ISBN : 9780199287864
Scholars are divided on the number of gospels to which fragmentary Jewish-Christian gospel traditions should be attributed. In this book Gregory attributes them to two gospels: the Gospel according to the Hebrews and the Gospel of the Ebionites, with no need for any postulated Gospel of the Nazoraeans. As two distinct texts, each gospel is treated on its own terms, with its own introduction, followed by a text, translation and commentary on each fragment, and further discussion about what we may conclude about the overall character of the text on the basis of the fragments that survive. Yet they share certain common features that warrant them being treated together in one volume with an introduction that discusses certain critical issues that are relevant to them both.
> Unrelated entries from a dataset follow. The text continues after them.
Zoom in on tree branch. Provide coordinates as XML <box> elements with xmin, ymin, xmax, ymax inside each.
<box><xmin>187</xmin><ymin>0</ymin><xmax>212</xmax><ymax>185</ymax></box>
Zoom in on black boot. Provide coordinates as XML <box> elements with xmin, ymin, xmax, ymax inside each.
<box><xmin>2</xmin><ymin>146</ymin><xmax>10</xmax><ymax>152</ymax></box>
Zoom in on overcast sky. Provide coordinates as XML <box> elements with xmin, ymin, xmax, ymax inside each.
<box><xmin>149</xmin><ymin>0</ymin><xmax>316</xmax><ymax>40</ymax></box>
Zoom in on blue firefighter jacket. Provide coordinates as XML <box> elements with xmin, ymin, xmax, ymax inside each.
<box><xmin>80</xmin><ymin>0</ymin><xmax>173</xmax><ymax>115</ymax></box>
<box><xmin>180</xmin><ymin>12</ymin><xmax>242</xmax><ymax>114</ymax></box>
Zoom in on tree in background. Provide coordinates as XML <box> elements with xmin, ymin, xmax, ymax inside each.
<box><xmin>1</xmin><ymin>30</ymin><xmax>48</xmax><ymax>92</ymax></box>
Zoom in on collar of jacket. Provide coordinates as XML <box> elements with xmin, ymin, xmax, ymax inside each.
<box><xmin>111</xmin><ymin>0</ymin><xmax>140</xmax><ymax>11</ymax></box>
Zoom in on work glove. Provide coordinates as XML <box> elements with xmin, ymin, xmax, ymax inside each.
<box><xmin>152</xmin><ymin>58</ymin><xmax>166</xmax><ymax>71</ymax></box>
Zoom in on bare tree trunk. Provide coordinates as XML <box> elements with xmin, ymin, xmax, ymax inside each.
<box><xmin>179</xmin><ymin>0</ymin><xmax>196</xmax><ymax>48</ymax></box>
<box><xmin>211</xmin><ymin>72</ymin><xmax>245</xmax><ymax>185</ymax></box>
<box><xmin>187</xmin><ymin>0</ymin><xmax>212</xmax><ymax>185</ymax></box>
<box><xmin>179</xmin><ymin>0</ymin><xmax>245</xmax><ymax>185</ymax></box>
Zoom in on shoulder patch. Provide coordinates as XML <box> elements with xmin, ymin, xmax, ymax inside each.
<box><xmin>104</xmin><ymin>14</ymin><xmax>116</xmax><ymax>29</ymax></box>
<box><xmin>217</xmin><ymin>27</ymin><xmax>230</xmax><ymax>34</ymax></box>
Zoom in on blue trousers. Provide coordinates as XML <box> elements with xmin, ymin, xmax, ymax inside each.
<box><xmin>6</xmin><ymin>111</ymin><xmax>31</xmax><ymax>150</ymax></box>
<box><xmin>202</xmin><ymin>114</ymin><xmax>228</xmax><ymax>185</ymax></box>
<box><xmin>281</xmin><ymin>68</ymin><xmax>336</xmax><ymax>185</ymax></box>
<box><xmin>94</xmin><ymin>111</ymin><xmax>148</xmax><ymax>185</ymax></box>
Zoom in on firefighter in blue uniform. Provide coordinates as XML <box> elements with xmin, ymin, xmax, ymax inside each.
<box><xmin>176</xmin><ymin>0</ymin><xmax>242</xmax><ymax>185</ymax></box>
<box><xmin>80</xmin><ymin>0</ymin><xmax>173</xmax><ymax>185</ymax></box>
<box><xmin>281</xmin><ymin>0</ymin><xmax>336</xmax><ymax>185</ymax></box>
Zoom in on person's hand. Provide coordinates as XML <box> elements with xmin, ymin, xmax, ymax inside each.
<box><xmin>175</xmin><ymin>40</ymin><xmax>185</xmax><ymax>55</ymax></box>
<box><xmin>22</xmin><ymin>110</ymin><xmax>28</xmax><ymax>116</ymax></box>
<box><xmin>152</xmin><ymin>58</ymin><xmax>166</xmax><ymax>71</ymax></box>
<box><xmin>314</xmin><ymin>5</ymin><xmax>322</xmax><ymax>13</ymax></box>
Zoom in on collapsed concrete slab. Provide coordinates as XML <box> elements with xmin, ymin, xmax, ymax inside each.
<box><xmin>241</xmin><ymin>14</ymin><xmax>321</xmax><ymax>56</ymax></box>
One common factor is the partial and indirect way in which these texts have been preserved. No independent manuscript tradition survives for either text, so they have been transmitted only to the extent that they were quoted or discussed by a number of early Christian authors, none of whom claims to be the author of the text from which he appears to quote or to which he appears to refer. This raises a number of questions of a literary nature about how excerpts from these texts may be interpreted. Another common factor is that these gospel traditions are usually referred to as Jewish-Christian, which may raise questions about their historical origins and theological outlook. Any judgment about the historical origins or theological nature of these gospels must rest upon prior examination of what may be reconstructed of their texts, and Gregory is careful to distinguish between what we may conclude from these gospels as texts and how they might contribute to our knowledge of early Christian history. The book also includes a number of appendices in which he discusses issues that have been prominent in the history of scholarship on these texts, but which he argues are not relevant to these two gospels as he presents them. These include claims about an original Hebrew gospel of Matthew, the postulated Gospel of the Nazoraeans and the so-called 'Jewish gospel', as well as what may be known about the Nazoraeans and the Ebionites.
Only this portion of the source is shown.